To capture the extended topological features of the graph, we implement dynamic neighborhood hopping:

$$
A^{(\alpha)} = A^{\alpha}
$$

where \( A \) is the adjacency matrix, and \( \alpha \) is the predefined number of hops ensuring all nodes have direct paths to all other nodes within \( \alpha \) hops.

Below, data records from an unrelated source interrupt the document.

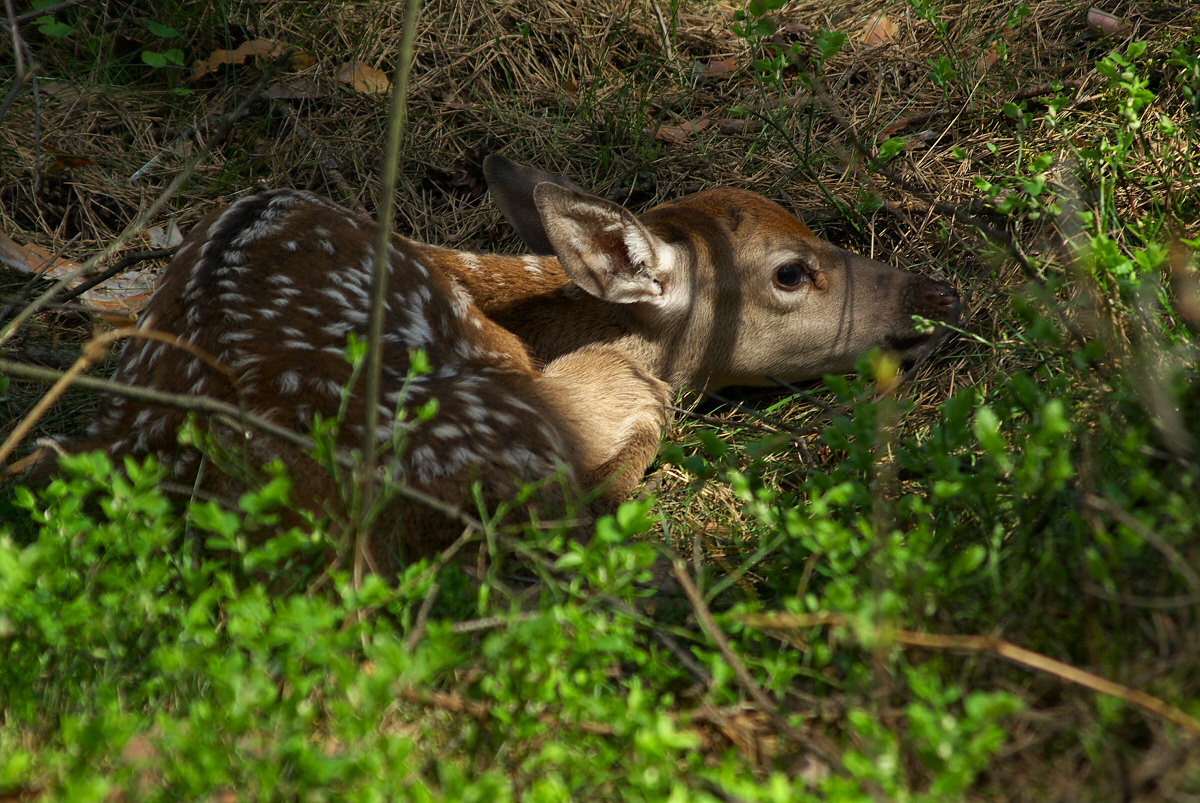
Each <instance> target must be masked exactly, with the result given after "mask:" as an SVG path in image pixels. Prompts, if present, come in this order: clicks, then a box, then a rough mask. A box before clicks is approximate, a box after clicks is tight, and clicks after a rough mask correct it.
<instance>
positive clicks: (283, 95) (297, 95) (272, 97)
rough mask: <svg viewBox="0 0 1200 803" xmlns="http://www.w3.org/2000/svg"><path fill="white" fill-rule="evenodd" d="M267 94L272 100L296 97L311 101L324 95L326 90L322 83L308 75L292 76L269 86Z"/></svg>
mask: <svg viewBox="0 0 1200 803" xmlns="http://www.w3.org/2000/svg"><path fill="white" fill-rule="evenodd" d="M266 96H268V97H269V98H271V100H272V101H289V100H296V98H302V100H307V101H311V100H313V98H316V97H324V96H325V92H324V91H322V89H320V84H318V83H317V82H316V80H314V79H312V78H310V77H308V76H292V77H289V78H283V79H282V80H280V82H278V83H275V84H271V85H270V86H268V89H266Z"/></svg>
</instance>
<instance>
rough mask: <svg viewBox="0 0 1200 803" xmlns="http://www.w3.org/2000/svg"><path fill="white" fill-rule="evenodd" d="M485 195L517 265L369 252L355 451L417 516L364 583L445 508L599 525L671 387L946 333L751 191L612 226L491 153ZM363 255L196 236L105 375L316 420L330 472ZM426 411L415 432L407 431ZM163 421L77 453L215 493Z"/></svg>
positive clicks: (911, 293)
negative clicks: (537, 508)
mask: <svg viewBox="0 0 1200 803" xmlns="http://www.w3.org/2000/svg"><path fill="white" fill-rule="evenodd" d="M485 176H486V179H487V181H488V186H490V188H491V191H492V193H493V196H494V198H496V200H497V203H498V205H499V206H500V210H502V212H503V214H504V215H505V216H506V217H508V218H509V220H510V221H512V222H514V226H515V228H516V229H517V232H518V234H521V236H522V238H523V239H524V240H526V242H528V244H529V248H530V251H532V253H528V254H524V256H510V254H499V253H487V254H484V253H470V252H464V251H457V250H452V248H446V247H442V246H434V245H427V244H422V242H420V241H418V240H414V239H409V238H406V236H402V235H400V234H396V233H392V234H391V236H390V241H389V245H388V253H386V275H388V290H386V305H385V335H384V337H383V343H382V347H383V376H382V389H380V394H379V398H378V401H377V405H378V413H379V421H380V424H379V426H378V427H377V431H376V433H374V437H376V439H377V442H378V443H379V444H382V445H383V447H384V448H385V454H386V456H385V460H384V466H385V468H386V469H388V472H389V473H390V474H391V475H392V477H395V478H396V479H397V480H398V481H400V483H402V484H404V485H406V486H408V487H412V489H415V490H418V491H420V492H421V493H422V495H425V496H426V497H427V498H431V499H434V501H437V502H438V503H440V504H438V505H425V504H419V503H414V502H410V501H397V502H395V505H396V509H395V510H389V513H388V515H384V516H380V517H379V520H378V521H379V522H380V523H378V525H377V526H376V527H374V529H373V531H372V538H371V539H370V541H368V546H367V549H368V556H367V564H368V565H370V567H371V568H372V569H374V570H377V571H383V573H386V571H391V570H395V569H396V568H398V567H401V565H403V563H404V562H406V561H410V559H413V558H415V557H422V556H430V555H433V553H436V552H437V551H438V550H443V549H445V547H446V546H448V545H450V544H451V543H454V541H455V539H456V538H457V537H458V535H460V533H461V531H462V523H461V521H458V520H456V519H455V517H454V516H448V515H446V513H445V510H446V509H451V510H474V509H476V508H478V505H482V507H484V508H486V509H494V508H497V507H499V505H504V504H506V503H509V502H511V501H512V499H514V497H515V496H516V495H517V493H518V492H520V491H521V489H522V487H524V486H526V485H527V484H530V483H533V484H536V486H538V487H539V489H540V491H539V493H538V495H536V496H535V497H534V502H535V504H538V505H542V508H545V509H547V510H556V509H562V508H563V505H565V504H566V503H568V502H569V498H570V497H576V496H578V495H583V496H586V497H587V498H588V499H590V503H589V505H590V507H588V510H589V511H590V513H593V514H596V513H601V511H605V510H611V509H612V508H614V507H616V505H617V504H619V503H620V502H622V501H624V499H625V498H628V497H629V496H630V495H631V493H632V491H634V490H635V489H636V487H637V485H638V484H640V481H641V479H642V477H643V474H644V472H646V469H647V468H648V466H649V465H650V463H652V462H653V460H654V457H655V455H656V454H658V449H659V444H660V439H661V437H662V432H664V430H665V429H666V425H667V421H668V403H670V401H671V398H672V395H673V394H674V392H676V391H677V390H678V389H680V388H683V386H688V385H690V386H697V388H707V386H724V385H730V384H749V385H755V384H760V385H761V384H768V383H770V382H772V380H774V379H776V378H778V379H784V380H787V382H793V380H802V379H806V378H814V377H820V376H821V374H823V373H828V372H846V371H850V370H852V368H853V365H854V360H856V359H857V358H858V356H859V355H860V354H862V353H863V352H864V350H866V349H869V348H871V347H876V346H882V347H889V348H892V349H894V350H896V352H898V353H899V354H900V356H902V358H904V356H911V355H912V354H914V353H917V350H918V349H919V348H922V347H923V346H925V344H928V342H929V341H930V337H931V336H932V335H930V334H923V332H919V331H917V330H916V329H914V326H913V318H912V316H914V314H919V316H923V317H925V318H929V319H931V320H936V322H942V323H952V322H953V320H954V319H955V318H956V316H958V313H959V306H960V301H959V296H958V294H956V293H955V292H954V290H953V289H952V288H950V287H949V286H948V284H946V283H944V282H941V281H937V280H932V278H926V277H922V276H918V275H916V274H911V272H907V271H902V270H899V269H896V268H893V266H889V265H886V264H883V263H878V262H875V260H871V259H868V258H865V257H860V256H857V254H853V253H851V252H848V251H844V250H841V248H838V247H835V246H833V245H830V244H828V242H826V241H824V240H821V239H818V238H817V236H815V235H814V234H812V233H811V232H810V230H809V229H808V228H806V227H805V226H804V224H803V223H802V222H800V221H799V220H798V218H797V217H796V216H794V215H792V214H790V212H787V211H786V210H784V209H782V208H781V206H779V205H778V204H775V203H774V202H772V200H769V199H767V198H764V197H762V196H760V194H757V193H754V192H750V191H745V190H736V188H716V190H707V191H702V192H698V193H695V194H691V196H688V197H685V198H682V199H678V200H672V202H667V203H664V204H660V205H658V206H654V208H653V209H650V210H649V211H647V212H644V214H643V215H641V216H635V215H634V214H632V212H630V211H629V210H626V209H625V208H623V206H620V205H619V204H617V203H614V202H611V200H607V199H604V198H599V197H596V196H594V194H590V193H589V192H587V191H586V190H583V188H582V187H581V186H578V185H576V184H574V182H571V181H569V180H566V179H563V178H560V176H556V175H554V174H551V173H545V172H541V170H538V169H535V168H530V167H526V166H521V164H517V163H515V162H510V161H509V160H506V158H504V157H502V156H498V155H493V156H491V157H488V160H487V161H486V163H485ZM373 236H374V223H373V222H372V221H371V220H368V218H367V217H365V216H362V215H360V214H358V212H353V211H350V210H348V209H346V208H343V206H341V205H338V204H336V203H334V202H331V200H329V199H325V198H322V197H319V196H316V194H313V193H310V192H307V191H302V190H270V191H265V192H259V193H257V194H252V196H247V197H244V198H241V199H239V200H236V202H234V203H233V204H230V205H229V206H227V208H224V209H221V210H217V211H215V212H212V214H210V215H209V216H208V217H205V218H204V220H202V221H200V222H199V223H198V224H197V226H196V227H194V228H193V230H192V232H191V233H190V234H188V236H187V238H186V239H185V241H184V242H182V245H181V247H180V250H179V251H178V252H176V253H175V256H174V258H173V260H172V262H170V264H169V265H168V266H167V269H166V271H164V274H163V276H162V280H161V283H160V286H158V288H157V289H156V292H155V293H154V295H152V298H151V300H150V301H149V304H148V305H146V307H145V310H144V311H143V313H142V316H140V318H139V323H138V326H139V329H142V330H150V331H154V332H156V336H155V337H154V338H150V337H136V336H133V337H128V338H126V343H125V346H124V349H122V352H121V354H120V358H119V362H118V367H116V371H115V373H114V377H113V378H114V379H115V380H118V382H122V383H127V384H132V385H137V386H140V388H148V389H154V390H162V391H169V392H176V394H187V395H193V396H205V397H210V398H216V400H218V401H226V402H229V403H234V405H238V406H239V407H241V408H242V409H244V411H247V412H250V413H252V414H253V415H254V417H257V418H258V419H262V420H265V421H268V423H270V424H274V425H276V426H280V427H284V429H288V430H294V431H296V432H301V433H305V432H308V431H310V430H311V427H312V425H313V421H314V420H316V419H317V418H318V417H319V418H320V419H324V420H326V421H329V420H334V421H336V423H337V425H336V430H335V435H334V438H335V448H336V450H337V453H338V454H341V455H343V456H352V455H353V454H354V450H355V449H356V448H358V447H359V444H361V443H362V439H364V436H365V429H364V415H365V403H367V402H366V401H365V400H364V398H362V389H361V383H360V382H356V380H355V374H354V368H353V365H352V364H350V362H349V361H348V360H347V356H346V349H347V340H348V337H349V336H352V335H354V336H358V337H360V338H362V337H365V331H366V325H367V319H368V313H370V299H368V287H370V283H371V265H372V262H373V259H374V245H373ZM418 352H420V353H421V354H424V355H425V356H424V359H422V360H415V354H416V353H418ZM418 362H427V366H426V370H424V371H414V366H415V365H416V364H418ZM431 403H436V412H434V413H433V414H432V415H431V417H419V415H413V414H412V411H416V409H426V411H427V409H430V406H431ZM185 420H186V414H185V413H184V412H181V411H179V409H176V408H170V407H160V406H152V405H149V403H146V402H142V401H137V402H134V401H131V400H130V398H126V397H124V396H121V395H118V394H110V395H108V396H106V397H104V400H103V409H102V413H101V414H100V417H98V418H97V419H96V421H95V423H94V424H92V426H91V427H90V430H89V432H88V436H86V438H84V441H83V442H80V443H79V444H76V447H74V448H77V449H79V448H96V447H98V448H103V449H106V450H107V451H108V453H109V454H110V455H112V456H114V457H119V456H125V455H130V456H133V457H144V456H148V455H154V456H156V457H157V459H158V461H160V463H161V465H163V466H167V467H169V471H170V474H172V477H173V478H174V479H175V480H176V481H179V483H190V484H193V485H198V486H208V487H216V489H218V490H221V491H228V490H229V487H228V483H229V480H228V478H220V479H215V480H214V479H212V478H211V474H214V472H212V469H211V467H208V466H206V461H205V457H204V456H203V455H202V451H200V450H198V449H197V448H196V447H193V445H191V444H190V443H185V442H182V441H181V439H180V438H178V437H176V431H178V430H179V429H180V427H181V426H182V425H184V424H185ZM209 431H210V433H212V436H214V437H215V438H217V439H218V441H220V442H221V443H224V444H228V445H230V447H233V445H236V447H238V448H239V449H240V453H241V455H242V457H244V459H245V461H246V462H247V463H248V465H250V466H252V467H263V466H265V465H268V463H269V462H270V461H272V460H282V461H283V462H284V463H286V465H287V466H288V467H289V468H290V475H292V480H293V490H294V498H295V499H296V501H298V503H299V504H300V505H301V507H302V508H305V509H307V510H310V511H312V513H313V514H316V515H318V516H330V517H332V519H334V520H336V521H344V519H346V511H344V510H343V509H342V508H340V505H341V504H342V503H341V502H340V501H341V498H342V495H341V493H340V489H338V484H337V481H336V480H335V478H332V477H331V475H330V473H329V472H328V471H326V469H325V468H324V467H323V466H322V465H319V463H318V461H317V460H316V459H314V457H313V456H312V455H311V454H308V453H307V451H305V450H304V449H300V448H299V447H296V445H294V444H293V443H290V442H284V441H281V439H280V438H277V437H272V436H271V435H270V433H268V432H264V431H262V430H259V429H256V427H245V429H244V430H239V429H235V427H233V426H232V425H229V424H228V423H226V424H217V423H211V424H210V425H209ZM205 473H206V474H208V477H206V475H205ZM212 483H215V485H206V484H212ZM539 509H541V508H539Z"/></svg>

### Scaling Factor Calculation (Si)

The scaling factor for each node is calculated to down-weight the influence of highly connected nodes:

$$
S_i = \frac{1}{\text{degree}(i)} + C(D_i)
$$

where \( C(D_i) \) represents a correction based on the node's adjacency set.

### Matrix Scaling (Mij)

We scale the k-nearest neighbors (KNN) matrix by applying a dot product of \( S_i \) to both incoming and outgoing connections:

$$
M_{ij} = S_i \cdot M \cdot S_i
$$

where \( M \) is the KNN matrix.

## SGD PageRank Algorithm

The main algorithm proceeds as follows:

```python
def SGDpagerank(M, num_iterations, mini_batch_size, initial_learning_rate, tolerance, d, full_batch_update_iters, dip_window, plateau_iterations, sampling_method, init_vect=None, **kwargs):
    # ... (implementation details)
```

### Learning Rate (Alpha)

The learning rate is updated at each iteration to ensure convergence:

$$
\alpha = \frac{1}{1 + \text{decay_rate} \cdot \text{iteration}}
$$

### PageRank Initialization

A random rank vector \( v \) is initialized and normalized:

$$
v = \frac{\text{rand}(N, 1)}{\| \text{rand}(N, 1) \|_1}
$$

### Mini-Batch SGD Iterations

At each iteration, a subset of nodes is selected, and the PageRank vector is updated:

$$
v_{\text{mini_batch}} = d \cdot (\alpha \cdot M_{\text{mini_batch}} @ v) + \left(\frac{1 - d}{N}\right)
$$

where \( @ \) denotes matrix-vector multiplication.

## Convergence Check

We monitor the L2 norm of the PageRank vector difference for convergence:

$$
\| v_{\text{iter}} - v_{\text{prev}} \|_2 < \text{tolerance}
$$

## Full-Batch Updates

After the main SGD iterations, we perform a number of full-batch updates for fine-tuning:

$$
v = d \cdot (M @ v) + \left(\frac{1 - d}{N}\right)
$$

## Post-Processing

### Softmax Transformation

Once the PageRank vector is obtained, a softmax transformation is applied to obtain a probability distribution for sampling:

$$
P_i = \frac{e^{v_i}}{\sum_{j=1}^N e^{v_j}}
$$

### Sampling Strategy

Finally, we perform sampling from the softmax-transformed PageRank scores to select nodes:

- Sampling is done 100 times using the PageRank scores.
- The observed probability of sampling is used to derive the output node indices at a given proportion.

This concludes the detailed algorithmic description of the SGD PageRank methodology.